Israël a intensifié ses opérations militaires contre l'Iran, affirmant que Téhéran est sur le point d'être "décimé" selon le Premier ministre Benjamin Netanyahu. La situation s'est dégradée avec des missiles et drones ciblant le Golfe au cours des derniers jours.
"Nous sortons victorieux et l'Iran perd sa capacité d'enrichir l'uranium ainsi que de produire des missiles balistiques", a déclaré Netanyahu lors d'une conférence de presse. Il a néanmoins évité de fournir un calendrier pour la fin du conflit, laissant la communauté internationale dans l'incertitude.
Au jour 21 de ce conflit grandissant, les marchés ont réagi; Wall Street a enregistré une légère diminution tandis que le prix du pétrole s'est réajusté autour de 107 dollars le baril.
Les frappes israéliennes continuent ce vendredi, coïncidant avec Norouz, le Nouvel an persan, et l'Aïd el-Fitr dans de nombreux pays musulmans. En dépit de cette période de célébration, l'Iran a programmé ses festivités pour samedi, marquant la fin du Ramadan.
- Raffinerie attaquée au Koweït -
Les répercussions de ce conflit touchent également le Golfe, avec des missiles et drones ciblant plusieurs pays.
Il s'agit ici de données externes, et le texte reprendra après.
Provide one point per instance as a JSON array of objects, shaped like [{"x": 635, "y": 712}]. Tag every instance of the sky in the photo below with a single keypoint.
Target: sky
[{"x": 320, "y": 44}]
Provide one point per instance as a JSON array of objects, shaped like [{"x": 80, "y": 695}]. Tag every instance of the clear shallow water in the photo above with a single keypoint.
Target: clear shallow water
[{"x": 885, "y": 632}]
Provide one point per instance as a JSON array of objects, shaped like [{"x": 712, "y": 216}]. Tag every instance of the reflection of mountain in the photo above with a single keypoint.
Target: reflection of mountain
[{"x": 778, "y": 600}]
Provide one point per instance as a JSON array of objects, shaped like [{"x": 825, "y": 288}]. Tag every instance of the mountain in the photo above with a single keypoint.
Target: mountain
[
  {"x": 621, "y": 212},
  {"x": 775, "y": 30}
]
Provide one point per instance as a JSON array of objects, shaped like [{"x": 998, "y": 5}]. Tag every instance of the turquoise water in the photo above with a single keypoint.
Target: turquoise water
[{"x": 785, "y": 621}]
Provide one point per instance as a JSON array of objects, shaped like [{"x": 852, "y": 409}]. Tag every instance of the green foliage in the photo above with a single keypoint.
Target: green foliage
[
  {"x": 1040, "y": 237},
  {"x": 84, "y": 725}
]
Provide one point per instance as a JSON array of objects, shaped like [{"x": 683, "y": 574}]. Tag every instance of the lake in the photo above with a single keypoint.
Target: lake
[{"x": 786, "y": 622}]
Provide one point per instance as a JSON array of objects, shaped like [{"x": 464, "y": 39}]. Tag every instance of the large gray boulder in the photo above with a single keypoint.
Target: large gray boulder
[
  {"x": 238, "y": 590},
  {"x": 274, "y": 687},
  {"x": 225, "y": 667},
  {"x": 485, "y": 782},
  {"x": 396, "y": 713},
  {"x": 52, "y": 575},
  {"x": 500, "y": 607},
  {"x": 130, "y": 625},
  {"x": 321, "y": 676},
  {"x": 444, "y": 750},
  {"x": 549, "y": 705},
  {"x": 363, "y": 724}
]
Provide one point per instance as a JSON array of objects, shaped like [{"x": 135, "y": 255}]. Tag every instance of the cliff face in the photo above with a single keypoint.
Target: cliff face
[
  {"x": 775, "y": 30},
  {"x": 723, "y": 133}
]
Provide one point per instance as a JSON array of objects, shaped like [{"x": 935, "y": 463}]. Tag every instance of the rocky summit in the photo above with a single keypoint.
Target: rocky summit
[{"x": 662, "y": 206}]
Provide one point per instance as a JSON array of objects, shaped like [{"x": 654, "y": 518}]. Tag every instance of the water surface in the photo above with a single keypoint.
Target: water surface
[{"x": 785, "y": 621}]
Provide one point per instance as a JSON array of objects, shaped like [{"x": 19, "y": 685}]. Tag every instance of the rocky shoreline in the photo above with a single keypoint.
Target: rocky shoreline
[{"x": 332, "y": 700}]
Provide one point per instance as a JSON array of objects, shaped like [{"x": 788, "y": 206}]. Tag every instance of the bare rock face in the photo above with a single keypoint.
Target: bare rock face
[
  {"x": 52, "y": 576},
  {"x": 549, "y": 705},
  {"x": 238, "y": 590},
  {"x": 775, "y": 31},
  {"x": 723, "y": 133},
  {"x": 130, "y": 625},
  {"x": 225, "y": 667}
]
Les Émirats arabes unis ont déclaré avoir riposté à des attaques de missiles, l'Arabie saoudite a intercepter plusieurs drones, tandis que le Bahreïn a géré un incendie causé par des fragments d'une attaque "iranienne".
Au Koweït, une raffinerie, déjà touchée la veille, a subi de nouvelles attaques entraînant des incendies et la fermeture de plusieurs de ses unités. D'après le rapport de l'agence de presse Reuters, des mesures restent en place pour limiter l'effet de ces agissements sur l'économie.
En réponse aux frappes coordonnées des États-Unis et d'Israël, Téhéran cible désormais les intérêts américains dans la région, alimentant les inquiétudes sur l'impact de ces actions sur l'économie mondiale. Le prix du gaz en Europe a grimpé, les niveaux atteints étant les plus élevés depuis le début de l'année.
Le Qatar a annoncé que sa capacité d'exportation de GNL est tombée de 17 % en raison des récents frappes contre son site de production principal à Ras Laffan, en réaction aux attaques israéliennes sur la réserve de gaz partagée avec l'Iran.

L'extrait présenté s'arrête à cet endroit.